If you want to think of wilderness as the place without people—or, really, without other people—then in this moment we’ve all found ourselves in the wild. We have become a nation of locked-down, solitary six-foot bubbles.
There is another option, of course. We can rethink nature. It’s not a “touristic destination that you go to and then look at as a pretty piece of entertainment—like Netflix, except outside,” Marris says to me. “This is an opportunity to set up more interactive, mutually positive relationships with other species near your house.”
Yes, our economic system has damaged the planet. But no moral person could believe that the cure should be an epidemic that may leave millions dead. Many cultures and peoples—often the same people who have been evicted from our “wilderness”—have managed to live alongside other species productively. We can do the same. But in order to get there, we have to recognize that, in every moment of our lives, we are interfacing with the wild.
A Wild Weekend
I had planned on biking along the Gulf Coast this weekend and spending the night in a small resort town. A little lockdown escape. But the possibility of bringing the virus, and contributing to overwhelming a small-town hospital, felt irresponsible. So my partner and I settled on a new plan: a dinner of local produce and a tent pitched in the yard. We will wake up with that wilderness feeling, having slept beyond the boundary of walls. What birds or insects will be singing at midnight? I have no idea, but I’ll learn.

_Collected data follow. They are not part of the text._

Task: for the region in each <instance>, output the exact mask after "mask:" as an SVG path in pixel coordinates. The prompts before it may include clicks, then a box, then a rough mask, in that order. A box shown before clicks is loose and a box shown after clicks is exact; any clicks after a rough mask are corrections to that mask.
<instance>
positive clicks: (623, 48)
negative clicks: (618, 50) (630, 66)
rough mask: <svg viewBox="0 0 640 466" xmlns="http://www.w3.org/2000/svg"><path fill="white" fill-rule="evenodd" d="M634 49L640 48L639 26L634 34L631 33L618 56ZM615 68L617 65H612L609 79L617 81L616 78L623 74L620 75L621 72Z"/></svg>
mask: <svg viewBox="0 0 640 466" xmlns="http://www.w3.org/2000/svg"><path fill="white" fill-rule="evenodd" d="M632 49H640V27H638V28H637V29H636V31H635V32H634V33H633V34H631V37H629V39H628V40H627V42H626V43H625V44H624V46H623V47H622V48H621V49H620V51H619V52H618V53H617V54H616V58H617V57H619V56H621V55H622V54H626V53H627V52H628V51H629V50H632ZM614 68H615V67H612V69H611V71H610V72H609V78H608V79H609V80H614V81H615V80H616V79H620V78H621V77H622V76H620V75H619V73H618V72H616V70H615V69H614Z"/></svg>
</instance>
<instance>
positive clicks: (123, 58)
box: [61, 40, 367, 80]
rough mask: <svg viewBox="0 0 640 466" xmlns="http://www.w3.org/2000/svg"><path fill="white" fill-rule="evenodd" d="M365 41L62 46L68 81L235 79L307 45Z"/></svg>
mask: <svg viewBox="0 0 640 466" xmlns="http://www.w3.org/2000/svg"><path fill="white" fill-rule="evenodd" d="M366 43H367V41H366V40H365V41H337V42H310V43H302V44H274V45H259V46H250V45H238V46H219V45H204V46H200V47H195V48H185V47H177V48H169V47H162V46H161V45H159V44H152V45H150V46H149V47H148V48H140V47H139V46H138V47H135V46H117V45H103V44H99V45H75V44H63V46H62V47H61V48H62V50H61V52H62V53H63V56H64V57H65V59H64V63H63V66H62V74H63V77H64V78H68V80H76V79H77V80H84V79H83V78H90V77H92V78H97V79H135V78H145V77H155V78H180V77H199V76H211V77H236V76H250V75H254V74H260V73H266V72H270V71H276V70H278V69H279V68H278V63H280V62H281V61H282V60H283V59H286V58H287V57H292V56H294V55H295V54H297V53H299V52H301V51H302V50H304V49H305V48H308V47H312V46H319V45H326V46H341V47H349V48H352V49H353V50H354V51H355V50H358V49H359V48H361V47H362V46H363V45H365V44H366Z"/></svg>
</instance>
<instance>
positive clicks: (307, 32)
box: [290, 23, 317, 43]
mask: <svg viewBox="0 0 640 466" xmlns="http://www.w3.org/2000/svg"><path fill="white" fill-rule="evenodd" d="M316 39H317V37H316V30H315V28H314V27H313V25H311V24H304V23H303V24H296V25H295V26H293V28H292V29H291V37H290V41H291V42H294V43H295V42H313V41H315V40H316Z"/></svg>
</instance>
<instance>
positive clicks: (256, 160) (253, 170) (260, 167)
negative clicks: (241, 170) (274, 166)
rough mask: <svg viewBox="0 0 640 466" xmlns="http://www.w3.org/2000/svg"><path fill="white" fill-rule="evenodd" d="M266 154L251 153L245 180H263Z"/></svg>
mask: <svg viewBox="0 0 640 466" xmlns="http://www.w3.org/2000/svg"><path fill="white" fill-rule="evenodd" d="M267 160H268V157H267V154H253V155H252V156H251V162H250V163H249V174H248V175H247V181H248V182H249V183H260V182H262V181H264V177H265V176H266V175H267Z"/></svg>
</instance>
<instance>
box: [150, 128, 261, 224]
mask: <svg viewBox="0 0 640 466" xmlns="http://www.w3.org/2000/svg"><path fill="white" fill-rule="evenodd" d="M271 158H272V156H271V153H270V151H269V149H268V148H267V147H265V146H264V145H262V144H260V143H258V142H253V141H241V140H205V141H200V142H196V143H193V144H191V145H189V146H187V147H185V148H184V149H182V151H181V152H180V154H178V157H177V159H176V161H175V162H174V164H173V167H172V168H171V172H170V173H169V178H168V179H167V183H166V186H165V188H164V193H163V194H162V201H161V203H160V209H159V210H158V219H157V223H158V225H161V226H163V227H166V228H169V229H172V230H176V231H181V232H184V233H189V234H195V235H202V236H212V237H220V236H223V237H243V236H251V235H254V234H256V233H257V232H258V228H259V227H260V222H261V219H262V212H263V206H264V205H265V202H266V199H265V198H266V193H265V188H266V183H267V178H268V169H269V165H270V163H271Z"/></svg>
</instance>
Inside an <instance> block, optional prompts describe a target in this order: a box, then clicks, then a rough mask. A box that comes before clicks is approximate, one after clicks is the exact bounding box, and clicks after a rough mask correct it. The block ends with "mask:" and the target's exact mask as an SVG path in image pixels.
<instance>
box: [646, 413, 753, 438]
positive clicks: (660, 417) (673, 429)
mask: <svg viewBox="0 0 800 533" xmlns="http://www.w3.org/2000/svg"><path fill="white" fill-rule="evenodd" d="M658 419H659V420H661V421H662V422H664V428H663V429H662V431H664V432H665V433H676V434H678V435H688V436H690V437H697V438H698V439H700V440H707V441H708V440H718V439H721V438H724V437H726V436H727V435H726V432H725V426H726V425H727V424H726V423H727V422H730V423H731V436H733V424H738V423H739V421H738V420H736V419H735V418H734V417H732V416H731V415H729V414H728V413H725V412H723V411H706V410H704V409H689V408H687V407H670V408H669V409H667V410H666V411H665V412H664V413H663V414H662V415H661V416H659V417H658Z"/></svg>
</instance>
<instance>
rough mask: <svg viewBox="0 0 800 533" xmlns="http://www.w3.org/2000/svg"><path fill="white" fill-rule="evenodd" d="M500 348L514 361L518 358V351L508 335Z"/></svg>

There will also be the honk of late-night traffic and the clatter of passing trains. These signs of human will alongside the self-willed can feel like interruptions. But they can also be a reminder that nature persists, everywhere, and that nature is fragile, everywhere. We can be, and should be, inspired by nature and worried about it at once.
If you want to think of wilderness as the place without people—or, really, without other people—then in this moment we’ve all found ourselves in the wild. We have become a nation of locked-down, solitary six-foot bubbles. It’s not a place I want to stay long.
Of course, this is the wrong way to think about wilderness. The only way out of this viral outbreak is to embrace the noblest idea embedded within the love of wilderness: Preservation, at its best, is an act of submission. It is a recognition that we are all connected—to one another, to nonhuman nature—and those connections are worth, in certain times and in certain places, keeping ourselves inside the lines. As you stay there, pay attention. You might find that there is more to wildness than you knew.